Of all the things that we think of getting hacked, pacemakers are probably very low on the list. Yet, the idea that they could be compromised by outside sources is not exactly crazy or even new.
In fact, there is an instance of issues or potential problems being discovered here and here. The fact that some could be vulnerable to hacks is not in dispute, though the speed at which manufacturers try to make things right is.
That’s especially true for at least one brand, who a year and a half after being notified of the problem still has not done anything to correct it. Therefore, their pacemakers are still quite vulnerable.
Think this is bad? Sure seems like it
At the center of this story is the Medtronic CareLink 2090 monitor, which is used to control pacemaker settings. Researchers Billy Rios and Jonathan Butts of QED Secure Solutions and WhiteScope, respectively, alerted Medtronic to the fact that they could be hacked back in January 2017.

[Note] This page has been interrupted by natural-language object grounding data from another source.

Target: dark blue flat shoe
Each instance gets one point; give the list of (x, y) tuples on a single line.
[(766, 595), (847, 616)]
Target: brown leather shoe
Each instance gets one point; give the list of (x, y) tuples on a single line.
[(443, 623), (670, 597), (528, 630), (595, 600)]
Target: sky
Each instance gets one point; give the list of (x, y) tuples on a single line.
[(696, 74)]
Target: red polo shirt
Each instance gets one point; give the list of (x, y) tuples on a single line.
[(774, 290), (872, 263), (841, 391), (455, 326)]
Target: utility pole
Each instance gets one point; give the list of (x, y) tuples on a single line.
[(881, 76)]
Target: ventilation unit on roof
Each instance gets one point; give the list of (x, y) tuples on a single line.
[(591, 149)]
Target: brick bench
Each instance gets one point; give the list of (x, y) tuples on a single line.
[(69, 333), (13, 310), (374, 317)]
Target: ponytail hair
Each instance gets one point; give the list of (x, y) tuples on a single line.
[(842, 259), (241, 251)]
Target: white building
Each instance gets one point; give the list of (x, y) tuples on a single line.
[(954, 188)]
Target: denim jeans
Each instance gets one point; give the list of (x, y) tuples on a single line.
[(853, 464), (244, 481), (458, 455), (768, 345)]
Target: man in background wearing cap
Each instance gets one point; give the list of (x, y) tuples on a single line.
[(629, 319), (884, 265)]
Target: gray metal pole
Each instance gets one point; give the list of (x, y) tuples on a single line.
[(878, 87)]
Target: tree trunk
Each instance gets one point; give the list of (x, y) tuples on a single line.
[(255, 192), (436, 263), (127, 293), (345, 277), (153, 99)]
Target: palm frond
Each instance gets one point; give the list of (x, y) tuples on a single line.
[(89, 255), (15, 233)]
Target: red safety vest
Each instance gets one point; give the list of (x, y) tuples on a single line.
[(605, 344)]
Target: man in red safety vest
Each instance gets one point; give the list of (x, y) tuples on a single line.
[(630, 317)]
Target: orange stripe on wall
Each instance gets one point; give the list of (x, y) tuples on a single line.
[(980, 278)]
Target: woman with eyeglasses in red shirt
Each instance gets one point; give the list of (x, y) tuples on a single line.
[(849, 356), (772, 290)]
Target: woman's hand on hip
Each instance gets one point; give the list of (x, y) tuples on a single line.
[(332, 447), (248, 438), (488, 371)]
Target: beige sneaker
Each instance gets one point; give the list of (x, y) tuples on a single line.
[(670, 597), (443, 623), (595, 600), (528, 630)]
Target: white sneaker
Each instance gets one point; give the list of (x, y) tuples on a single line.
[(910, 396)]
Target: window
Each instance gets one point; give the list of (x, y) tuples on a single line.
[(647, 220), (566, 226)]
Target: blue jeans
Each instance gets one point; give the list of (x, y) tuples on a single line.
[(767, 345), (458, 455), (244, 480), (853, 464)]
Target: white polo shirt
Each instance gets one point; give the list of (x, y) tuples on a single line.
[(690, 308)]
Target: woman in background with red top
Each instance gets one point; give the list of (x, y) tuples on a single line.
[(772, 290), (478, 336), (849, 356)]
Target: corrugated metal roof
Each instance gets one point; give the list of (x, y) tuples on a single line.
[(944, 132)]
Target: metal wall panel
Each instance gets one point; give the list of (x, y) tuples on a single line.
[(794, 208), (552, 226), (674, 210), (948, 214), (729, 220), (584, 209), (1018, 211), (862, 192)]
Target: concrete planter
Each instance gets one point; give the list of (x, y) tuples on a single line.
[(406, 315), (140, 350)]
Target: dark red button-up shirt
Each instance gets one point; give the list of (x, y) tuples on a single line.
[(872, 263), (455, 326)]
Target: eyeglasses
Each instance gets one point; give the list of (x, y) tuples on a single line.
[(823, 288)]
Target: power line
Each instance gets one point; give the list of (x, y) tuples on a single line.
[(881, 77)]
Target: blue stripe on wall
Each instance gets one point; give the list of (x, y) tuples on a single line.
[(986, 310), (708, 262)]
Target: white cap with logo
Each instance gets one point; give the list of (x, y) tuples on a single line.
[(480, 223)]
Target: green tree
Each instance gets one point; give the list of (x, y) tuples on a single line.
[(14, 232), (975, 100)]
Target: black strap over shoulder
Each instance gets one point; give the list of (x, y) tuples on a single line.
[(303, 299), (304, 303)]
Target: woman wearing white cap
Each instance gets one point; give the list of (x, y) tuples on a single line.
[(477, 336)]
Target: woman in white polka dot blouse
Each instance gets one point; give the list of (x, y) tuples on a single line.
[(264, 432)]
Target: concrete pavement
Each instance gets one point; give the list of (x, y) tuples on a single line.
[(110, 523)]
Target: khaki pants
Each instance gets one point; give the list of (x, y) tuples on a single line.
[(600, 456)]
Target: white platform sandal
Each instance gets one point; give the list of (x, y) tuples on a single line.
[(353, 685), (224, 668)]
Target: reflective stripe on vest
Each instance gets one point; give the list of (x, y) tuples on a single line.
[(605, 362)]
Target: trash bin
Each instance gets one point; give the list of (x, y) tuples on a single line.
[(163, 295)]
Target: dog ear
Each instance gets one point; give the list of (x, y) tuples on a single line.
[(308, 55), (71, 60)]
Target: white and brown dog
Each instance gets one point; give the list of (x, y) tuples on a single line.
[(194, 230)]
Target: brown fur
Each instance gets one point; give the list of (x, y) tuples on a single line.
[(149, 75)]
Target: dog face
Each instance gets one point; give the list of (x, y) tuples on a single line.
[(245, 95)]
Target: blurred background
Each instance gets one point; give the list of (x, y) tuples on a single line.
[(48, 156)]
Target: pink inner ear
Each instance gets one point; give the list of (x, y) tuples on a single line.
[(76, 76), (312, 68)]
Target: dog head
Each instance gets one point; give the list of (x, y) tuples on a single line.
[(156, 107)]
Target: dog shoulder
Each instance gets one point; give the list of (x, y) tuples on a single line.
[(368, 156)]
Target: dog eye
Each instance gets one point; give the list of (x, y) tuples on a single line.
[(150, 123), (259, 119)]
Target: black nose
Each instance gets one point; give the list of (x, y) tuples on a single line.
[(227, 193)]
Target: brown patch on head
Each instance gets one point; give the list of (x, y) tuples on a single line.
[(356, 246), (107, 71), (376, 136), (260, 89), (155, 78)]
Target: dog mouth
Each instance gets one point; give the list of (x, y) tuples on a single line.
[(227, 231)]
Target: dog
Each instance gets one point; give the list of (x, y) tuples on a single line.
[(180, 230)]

At a Black Hat conference in Las Vegas they showed how a flaw in the device could allow for an attacker to run malware on it, with the proof-of-concept attacks developed back then still able to work now.
They surmised the issue is poor software design, in that updates are neither signed nor encrypted. Doctors would have a difficult time detecting something was amiss, and an affected pacemaker could be altered in many ways, such as the number of shocks that is delivered to patients.
As bad as this could be, it’s a good thing Medtronic was made aware so that they could fix the issue. Except, in this case Medtronic has apparently ignored the warnings.
It has been nearly 600 days since the company was first made aware of the findings, and about 160 days since they were presented with a proof-of-concept of the hack. In a Black Hat presentation, it was noted that the researchers followed all the disclosure policies regarding what they found, only to be led on an 18-month stretch filled with a non-responsive company with inefficiencies and misleading reactions.
Responding to the presentation, Medtronic released a statement that read:
“While the advisory process took longer than all parties desired, this process was necessary to coordinate with WhiteScope, ICS-CERT, and FDA to determine whether this should result in a public disclosure or advisory.”
So what happens next?
With Medtronic unwilling to act, an ICS-CERT advisory for the CareLink 2090 occurred in February. It mentioned fixes such as turning the device off when it was not in use as well as connecting it to a VPN, which are both ideas Medtronic ultimately offered.
Last week, Medtronic also published a warning about model numbers 24950 and 24952. But while this may be helpful to some, it’s unlikely most people who have the pacemakers will ever learn of the fixes or the problems they are meant to combat.
And even if they somehow come across the memo, it’s very likely they won’t actually understand what is happening or needs to be done.